Deaval points to recent arguments made by Ed Feser, Associate Professor of Philosophy at Pasadena City College, linking Hayek’s embrace of subjective value theory in Economics to an alleged relativism in his social thought. Drawing on the recent work of Philip Booth and Matías Petersen, “Catholic Social Teaching and Hayek’s Critique of Social Justice,” Deaval complicates the dismissive critique of Hayek and points us to the ways in which Hayek can assist us in thinking through questions of social justice:
Drs. Booth and Petersen acknowledge that Hayek does not have an “objective notion of the good as such” when it comes to the substance of a society (or at least a large and complex society). But it is not clear he was entirely subjective about justice or even that he would necessarily limit it to the personal sphere. Even with regard to the distribution of goods, he is not averse to the idea that there are “smaller scale orders in which it is possible to distribute goods on the basis of various interpretations of justice, taking into account effort and need.” They argue that Hayek did have a conception of an objective nature to justice in the personal and even business realm, explaining, for instance, how “an employer should determine employees’ wages according to known and intelligible rules and that it should be seen that all employees receive what is due to them.” Drs. Booth and Petersen’s challenge to Hayek and his followers is to ask themselves “why they cannot define a category of justice that relates to actions in the social and economic sphere within nonstate groups that make up the extended order and the great society such as businesses, families, civil society organizations, and so on.” They note that this is an important task since Hayek’s own incompleteness reinforced the “popular view that he is promoting an atomistic society rather than a society rich with social institutions.”

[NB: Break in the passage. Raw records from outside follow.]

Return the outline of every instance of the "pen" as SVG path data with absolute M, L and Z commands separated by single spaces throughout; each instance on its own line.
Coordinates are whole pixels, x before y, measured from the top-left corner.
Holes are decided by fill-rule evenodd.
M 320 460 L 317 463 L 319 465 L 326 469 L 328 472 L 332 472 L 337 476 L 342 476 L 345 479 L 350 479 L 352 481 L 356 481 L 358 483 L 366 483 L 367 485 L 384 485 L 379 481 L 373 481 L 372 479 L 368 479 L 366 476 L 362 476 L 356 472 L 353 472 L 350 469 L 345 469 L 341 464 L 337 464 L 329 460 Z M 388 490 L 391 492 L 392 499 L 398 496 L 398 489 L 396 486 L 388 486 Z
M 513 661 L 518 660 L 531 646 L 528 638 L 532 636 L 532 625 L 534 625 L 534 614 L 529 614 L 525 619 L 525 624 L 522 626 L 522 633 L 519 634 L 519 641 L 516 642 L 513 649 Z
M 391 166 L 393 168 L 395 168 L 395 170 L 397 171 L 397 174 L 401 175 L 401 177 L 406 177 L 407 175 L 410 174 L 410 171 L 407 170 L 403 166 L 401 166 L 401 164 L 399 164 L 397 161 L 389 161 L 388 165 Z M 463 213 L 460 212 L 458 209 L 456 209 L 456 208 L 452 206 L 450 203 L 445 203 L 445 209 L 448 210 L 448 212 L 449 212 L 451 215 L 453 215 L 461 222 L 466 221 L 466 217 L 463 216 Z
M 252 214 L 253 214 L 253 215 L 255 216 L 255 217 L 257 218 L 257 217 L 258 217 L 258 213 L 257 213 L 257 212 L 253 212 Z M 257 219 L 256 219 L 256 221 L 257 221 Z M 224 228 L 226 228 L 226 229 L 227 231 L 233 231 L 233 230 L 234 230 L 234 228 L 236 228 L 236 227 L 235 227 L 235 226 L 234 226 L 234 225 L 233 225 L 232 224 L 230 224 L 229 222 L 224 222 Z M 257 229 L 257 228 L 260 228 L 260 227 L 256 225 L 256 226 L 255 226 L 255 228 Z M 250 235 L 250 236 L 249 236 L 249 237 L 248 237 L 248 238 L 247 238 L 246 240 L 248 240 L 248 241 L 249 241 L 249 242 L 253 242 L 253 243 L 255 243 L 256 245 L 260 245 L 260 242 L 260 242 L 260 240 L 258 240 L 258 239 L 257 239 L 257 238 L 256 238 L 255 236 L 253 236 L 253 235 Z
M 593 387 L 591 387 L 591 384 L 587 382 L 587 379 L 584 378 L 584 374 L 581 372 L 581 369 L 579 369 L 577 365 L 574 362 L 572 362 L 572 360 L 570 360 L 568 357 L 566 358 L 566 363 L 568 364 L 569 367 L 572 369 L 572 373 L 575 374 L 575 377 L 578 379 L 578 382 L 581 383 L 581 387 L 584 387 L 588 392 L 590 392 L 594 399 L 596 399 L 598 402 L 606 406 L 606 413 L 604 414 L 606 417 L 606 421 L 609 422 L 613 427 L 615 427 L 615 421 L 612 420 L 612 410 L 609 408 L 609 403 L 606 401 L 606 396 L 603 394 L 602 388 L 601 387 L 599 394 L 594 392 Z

Thoughtful criticism is always needed but the tendency to devalue and dismiss market oriented thinkers by the illiberal right breeds misunderstandings while inhibiting what could be fruitful engagement and development:
If Hayekians could extend their master’s thought, Drs. Booth and Petersen argue, then they could not only defeat such popular views, but enter into the dialogue their master was not able to enter because of his misunderstandings. And they could provide challenges to those who have extended the ideas of state action in ways that are imprudent. While the Catholic Church does not think the state is the lead actor, many have advocated this position. Hayekians who acknowledged a fuller view of social justice could still help Catholics—and those who have opposed the dead consensus—think more realistically about the difficulties in thinking about justice in the large scale and especially with regard to state actions.